El himnovador en la Escuela Superior de Canto de Madrid.
En la historia hay algunos personajes como Leopoldo Benedetto Vincenti Franti(Roma, Italia, 1815 – 1914)que, su peripecia vital les hace pelear para que la verdad llegue a la luz. Muchos creadores han tenido la ocasión de ser pioneros o crear una obra propia que después se disputarán otros o se les acuse de plagiar. Como la historia la cuenta, no siempre, el que no la vivió, nunca sabremos realmente quién tiene la razón. En la obra de Luis Miguel González Cruz se establece este debate bajo su dirección en una puesta en escena que remite al oratorio y el juicio social. Una ocasión para conocer otra propuesta del Astillero en complicidad con Bolivia. Y además, hemos podido entrar en el teatro delicioso que alberga en su interior La Escuela Superior de canto de Madrid.
Adolfo Simón

Estoy rara en el Teatro Alfil
Estoy Rara es un espectáculo de sketches cómicos en clave de ironía donde tratan de concienciar, a través del humor, sobre temas tan importantes como el empoderamiento, la igualdad y sobre todo la incapacidad del ser humano para ser feliz y relacionarse con respeto.

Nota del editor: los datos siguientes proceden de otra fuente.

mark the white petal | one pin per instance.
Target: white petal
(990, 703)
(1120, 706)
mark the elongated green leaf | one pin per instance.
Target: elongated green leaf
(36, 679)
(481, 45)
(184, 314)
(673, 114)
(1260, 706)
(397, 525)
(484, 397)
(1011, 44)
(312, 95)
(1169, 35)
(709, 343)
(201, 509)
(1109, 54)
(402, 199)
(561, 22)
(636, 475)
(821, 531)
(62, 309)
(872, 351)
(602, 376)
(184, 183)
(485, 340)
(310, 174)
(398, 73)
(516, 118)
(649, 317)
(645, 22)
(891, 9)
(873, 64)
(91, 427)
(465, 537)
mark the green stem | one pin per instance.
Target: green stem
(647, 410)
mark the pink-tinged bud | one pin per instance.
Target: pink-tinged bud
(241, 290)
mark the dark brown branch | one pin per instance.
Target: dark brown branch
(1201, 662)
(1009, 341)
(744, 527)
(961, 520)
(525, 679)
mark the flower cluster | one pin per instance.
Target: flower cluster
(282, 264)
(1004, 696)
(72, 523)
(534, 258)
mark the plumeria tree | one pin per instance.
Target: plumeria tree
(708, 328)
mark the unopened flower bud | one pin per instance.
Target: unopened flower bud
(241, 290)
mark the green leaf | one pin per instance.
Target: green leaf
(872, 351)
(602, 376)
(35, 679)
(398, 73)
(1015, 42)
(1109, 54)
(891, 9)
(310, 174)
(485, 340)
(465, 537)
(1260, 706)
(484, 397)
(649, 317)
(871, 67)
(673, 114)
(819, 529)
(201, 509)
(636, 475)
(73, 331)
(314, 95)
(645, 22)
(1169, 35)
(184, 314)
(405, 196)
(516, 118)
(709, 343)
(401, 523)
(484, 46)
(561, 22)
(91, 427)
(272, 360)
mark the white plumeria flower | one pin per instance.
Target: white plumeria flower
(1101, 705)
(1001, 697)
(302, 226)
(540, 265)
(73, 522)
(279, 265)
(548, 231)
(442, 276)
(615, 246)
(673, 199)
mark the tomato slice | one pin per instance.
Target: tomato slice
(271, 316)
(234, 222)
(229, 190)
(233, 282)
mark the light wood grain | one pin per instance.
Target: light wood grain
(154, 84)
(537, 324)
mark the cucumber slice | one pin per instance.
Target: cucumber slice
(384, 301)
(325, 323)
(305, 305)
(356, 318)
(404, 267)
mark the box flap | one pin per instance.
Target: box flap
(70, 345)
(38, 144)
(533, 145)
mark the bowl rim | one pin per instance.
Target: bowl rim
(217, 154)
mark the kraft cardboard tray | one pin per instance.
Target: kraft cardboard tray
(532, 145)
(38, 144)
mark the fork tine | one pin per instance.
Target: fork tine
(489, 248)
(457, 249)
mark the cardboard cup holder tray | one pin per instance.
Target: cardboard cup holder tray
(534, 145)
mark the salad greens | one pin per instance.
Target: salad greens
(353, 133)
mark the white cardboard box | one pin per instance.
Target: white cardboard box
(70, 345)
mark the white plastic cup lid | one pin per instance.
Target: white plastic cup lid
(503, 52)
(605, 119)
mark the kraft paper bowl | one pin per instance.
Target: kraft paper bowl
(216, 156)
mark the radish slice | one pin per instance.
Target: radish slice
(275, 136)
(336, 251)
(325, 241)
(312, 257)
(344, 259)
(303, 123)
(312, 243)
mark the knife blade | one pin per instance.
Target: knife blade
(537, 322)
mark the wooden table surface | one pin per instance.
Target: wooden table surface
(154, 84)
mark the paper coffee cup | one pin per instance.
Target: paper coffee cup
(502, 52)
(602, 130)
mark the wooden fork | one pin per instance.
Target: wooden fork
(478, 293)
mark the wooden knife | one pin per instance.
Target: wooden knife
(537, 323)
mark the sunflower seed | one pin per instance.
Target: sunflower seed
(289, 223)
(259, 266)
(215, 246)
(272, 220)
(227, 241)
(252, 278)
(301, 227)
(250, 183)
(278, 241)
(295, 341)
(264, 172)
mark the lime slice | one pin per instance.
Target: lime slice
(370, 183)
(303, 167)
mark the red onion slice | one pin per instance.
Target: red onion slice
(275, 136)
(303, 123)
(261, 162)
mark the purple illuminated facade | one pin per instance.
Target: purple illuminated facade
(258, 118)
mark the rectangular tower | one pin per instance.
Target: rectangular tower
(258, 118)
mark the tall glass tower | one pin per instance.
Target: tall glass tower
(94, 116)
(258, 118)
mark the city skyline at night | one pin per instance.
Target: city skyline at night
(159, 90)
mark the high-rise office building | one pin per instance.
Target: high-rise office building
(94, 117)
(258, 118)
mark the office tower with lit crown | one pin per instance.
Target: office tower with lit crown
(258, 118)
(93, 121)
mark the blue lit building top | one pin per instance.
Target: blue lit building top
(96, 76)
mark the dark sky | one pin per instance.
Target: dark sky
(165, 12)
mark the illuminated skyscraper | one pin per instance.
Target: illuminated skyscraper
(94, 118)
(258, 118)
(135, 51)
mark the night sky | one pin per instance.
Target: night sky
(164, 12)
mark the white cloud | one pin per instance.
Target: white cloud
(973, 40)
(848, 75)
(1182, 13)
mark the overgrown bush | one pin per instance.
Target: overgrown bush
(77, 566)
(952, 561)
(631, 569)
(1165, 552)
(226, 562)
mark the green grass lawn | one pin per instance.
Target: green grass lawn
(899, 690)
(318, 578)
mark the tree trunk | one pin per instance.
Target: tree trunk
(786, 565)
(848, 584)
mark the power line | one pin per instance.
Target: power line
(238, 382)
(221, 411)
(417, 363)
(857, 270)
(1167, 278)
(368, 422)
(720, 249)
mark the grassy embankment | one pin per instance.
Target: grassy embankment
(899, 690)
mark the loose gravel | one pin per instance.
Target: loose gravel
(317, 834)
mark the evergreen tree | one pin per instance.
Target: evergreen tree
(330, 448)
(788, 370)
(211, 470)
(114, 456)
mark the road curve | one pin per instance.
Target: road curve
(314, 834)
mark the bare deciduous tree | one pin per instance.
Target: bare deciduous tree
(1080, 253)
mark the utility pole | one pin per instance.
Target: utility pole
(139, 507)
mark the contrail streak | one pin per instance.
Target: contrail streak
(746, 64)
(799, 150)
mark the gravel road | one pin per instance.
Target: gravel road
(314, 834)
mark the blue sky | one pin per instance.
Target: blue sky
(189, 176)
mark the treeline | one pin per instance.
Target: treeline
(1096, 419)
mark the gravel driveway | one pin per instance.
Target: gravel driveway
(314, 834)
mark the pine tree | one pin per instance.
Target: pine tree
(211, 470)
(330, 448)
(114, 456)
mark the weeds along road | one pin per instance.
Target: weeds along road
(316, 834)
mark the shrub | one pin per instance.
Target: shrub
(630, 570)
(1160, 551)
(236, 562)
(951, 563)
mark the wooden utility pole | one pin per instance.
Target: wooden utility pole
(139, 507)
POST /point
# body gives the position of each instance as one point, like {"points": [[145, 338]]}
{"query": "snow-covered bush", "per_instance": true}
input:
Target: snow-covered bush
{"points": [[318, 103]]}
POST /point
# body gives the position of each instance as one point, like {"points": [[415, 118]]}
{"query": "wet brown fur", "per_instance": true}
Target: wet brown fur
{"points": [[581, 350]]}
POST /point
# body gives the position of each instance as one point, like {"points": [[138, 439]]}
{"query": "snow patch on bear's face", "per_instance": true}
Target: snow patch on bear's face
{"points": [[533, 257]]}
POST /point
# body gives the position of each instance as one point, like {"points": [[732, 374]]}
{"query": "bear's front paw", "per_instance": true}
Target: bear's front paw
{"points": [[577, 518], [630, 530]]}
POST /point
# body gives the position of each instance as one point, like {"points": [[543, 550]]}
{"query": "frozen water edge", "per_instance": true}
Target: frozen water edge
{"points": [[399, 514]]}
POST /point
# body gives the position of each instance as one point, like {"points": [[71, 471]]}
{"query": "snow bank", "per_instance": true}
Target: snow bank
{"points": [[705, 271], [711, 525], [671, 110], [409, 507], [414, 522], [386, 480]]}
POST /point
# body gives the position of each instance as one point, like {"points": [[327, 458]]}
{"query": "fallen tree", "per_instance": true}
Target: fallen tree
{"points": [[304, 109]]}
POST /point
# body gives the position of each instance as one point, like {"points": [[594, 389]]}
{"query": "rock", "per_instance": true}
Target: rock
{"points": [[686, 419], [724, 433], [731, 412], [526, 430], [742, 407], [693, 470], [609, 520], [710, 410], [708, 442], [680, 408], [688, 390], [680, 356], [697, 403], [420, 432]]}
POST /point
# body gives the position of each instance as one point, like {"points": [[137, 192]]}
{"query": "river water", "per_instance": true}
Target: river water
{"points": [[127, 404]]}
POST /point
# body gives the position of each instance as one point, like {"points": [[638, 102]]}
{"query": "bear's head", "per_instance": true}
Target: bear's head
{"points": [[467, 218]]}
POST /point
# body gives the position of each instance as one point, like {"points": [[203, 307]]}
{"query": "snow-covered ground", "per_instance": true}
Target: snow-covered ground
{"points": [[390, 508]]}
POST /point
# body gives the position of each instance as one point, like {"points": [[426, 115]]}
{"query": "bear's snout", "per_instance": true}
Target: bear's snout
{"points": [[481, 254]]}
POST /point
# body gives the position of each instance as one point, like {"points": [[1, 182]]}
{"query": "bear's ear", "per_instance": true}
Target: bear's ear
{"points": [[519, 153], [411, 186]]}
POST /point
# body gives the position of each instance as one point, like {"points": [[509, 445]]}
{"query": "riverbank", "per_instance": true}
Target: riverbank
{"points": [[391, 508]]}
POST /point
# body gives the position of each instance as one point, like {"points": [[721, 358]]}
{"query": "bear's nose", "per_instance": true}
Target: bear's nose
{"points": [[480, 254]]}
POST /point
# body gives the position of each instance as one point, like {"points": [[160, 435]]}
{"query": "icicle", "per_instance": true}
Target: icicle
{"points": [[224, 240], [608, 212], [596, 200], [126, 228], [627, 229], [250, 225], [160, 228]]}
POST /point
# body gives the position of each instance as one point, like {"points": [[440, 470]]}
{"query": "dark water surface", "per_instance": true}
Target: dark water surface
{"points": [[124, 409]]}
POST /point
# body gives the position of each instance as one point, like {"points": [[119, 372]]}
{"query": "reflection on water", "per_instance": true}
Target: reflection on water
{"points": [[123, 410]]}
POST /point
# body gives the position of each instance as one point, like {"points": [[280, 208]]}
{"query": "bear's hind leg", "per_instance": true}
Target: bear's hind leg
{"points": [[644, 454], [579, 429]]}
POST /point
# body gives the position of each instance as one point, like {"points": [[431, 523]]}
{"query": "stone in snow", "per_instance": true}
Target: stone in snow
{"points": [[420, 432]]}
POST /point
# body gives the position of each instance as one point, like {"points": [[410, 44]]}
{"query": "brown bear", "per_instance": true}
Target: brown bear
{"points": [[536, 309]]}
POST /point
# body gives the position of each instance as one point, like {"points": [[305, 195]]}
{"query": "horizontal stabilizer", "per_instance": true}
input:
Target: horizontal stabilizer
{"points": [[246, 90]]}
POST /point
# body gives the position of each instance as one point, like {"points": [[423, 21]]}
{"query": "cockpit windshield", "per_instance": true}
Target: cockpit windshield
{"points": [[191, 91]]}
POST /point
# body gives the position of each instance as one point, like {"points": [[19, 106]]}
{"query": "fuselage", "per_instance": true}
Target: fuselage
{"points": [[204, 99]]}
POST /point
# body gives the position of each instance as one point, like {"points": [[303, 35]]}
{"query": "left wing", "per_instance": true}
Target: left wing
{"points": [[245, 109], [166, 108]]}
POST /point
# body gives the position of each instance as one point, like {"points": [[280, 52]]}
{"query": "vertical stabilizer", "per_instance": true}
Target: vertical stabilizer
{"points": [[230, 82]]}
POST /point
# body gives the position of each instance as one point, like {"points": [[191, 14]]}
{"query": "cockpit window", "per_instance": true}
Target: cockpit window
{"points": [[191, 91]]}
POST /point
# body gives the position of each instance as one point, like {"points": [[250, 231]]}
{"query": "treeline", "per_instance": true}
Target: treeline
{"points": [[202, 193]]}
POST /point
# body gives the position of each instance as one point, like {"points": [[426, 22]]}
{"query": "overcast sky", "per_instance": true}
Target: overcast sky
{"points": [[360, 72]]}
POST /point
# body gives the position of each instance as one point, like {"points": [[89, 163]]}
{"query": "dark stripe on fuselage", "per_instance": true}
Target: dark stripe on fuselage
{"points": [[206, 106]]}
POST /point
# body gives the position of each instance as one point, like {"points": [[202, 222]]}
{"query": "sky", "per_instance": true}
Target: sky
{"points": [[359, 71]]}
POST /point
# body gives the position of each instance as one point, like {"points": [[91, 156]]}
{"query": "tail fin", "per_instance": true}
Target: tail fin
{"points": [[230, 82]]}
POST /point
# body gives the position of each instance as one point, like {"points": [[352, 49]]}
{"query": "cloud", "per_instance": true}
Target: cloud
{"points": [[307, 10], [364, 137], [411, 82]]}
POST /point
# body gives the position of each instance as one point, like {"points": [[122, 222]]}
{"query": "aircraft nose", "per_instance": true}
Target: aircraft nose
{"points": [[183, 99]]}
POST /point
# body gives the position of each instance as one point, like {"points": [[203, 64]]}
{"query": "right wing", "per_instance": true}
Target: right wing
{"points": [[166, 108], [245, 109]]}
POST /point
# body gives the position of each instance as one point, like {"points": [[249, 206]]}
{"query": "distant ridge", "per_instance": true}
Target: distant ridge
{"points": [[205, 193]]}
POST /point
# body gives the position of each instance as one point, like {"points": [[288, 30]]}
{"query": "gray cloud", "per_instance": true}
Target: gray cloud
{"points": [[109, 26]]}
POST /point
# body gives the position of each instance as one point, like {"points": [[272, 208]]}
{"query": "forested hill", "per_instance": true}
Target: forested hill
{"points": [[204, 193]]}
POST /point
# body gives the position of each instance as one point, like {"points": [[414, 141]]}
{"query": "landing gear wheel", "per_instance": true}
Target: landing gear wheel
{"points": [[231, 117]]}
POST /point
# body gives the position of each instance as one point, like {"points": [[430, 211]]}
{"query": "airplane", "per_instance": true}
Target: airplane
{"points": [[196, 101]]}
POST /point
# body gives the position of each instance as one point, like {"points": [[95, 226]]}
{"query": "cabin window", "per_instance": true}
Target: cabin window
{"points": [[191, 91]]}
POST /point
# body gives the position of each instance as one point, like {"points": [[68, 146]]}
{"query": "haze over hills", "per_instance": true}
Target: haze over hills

Personajes femeninos caricaturizados nos muestran la otra cara del mundo que habitamos día a día. Una mezcla de escenas cotidianas con grabaciones de situaciones íntimas de diferentes mujeres y su «realidad» particular. Un público entusiasta llenaba el teatro.
Adolfo Simón

Recreativos Federico de Alex Peña en el Festival de Otoño
Creador de un lenguaje libre y propio, Peña se mece entre la intervención artística, el objeto, la aplicación, la edición y la performance, a caballo entre las artes plásticas y los contenidos escénicos, como es el caso de sus Recreativos Federico, propuesta enmarcada dentro de la celebración del Año Lorca 2019, se presenta en el hall del Teatro de La Abadía en el marco del 37º Festival de Otoño. Una pequeña atracción que nos remite a las barracas de feria donde otra mirada del mundo atrae a todo el público precisamente por eso, por abrir les la visión de la realidad desde el extrañamiento y el delirio.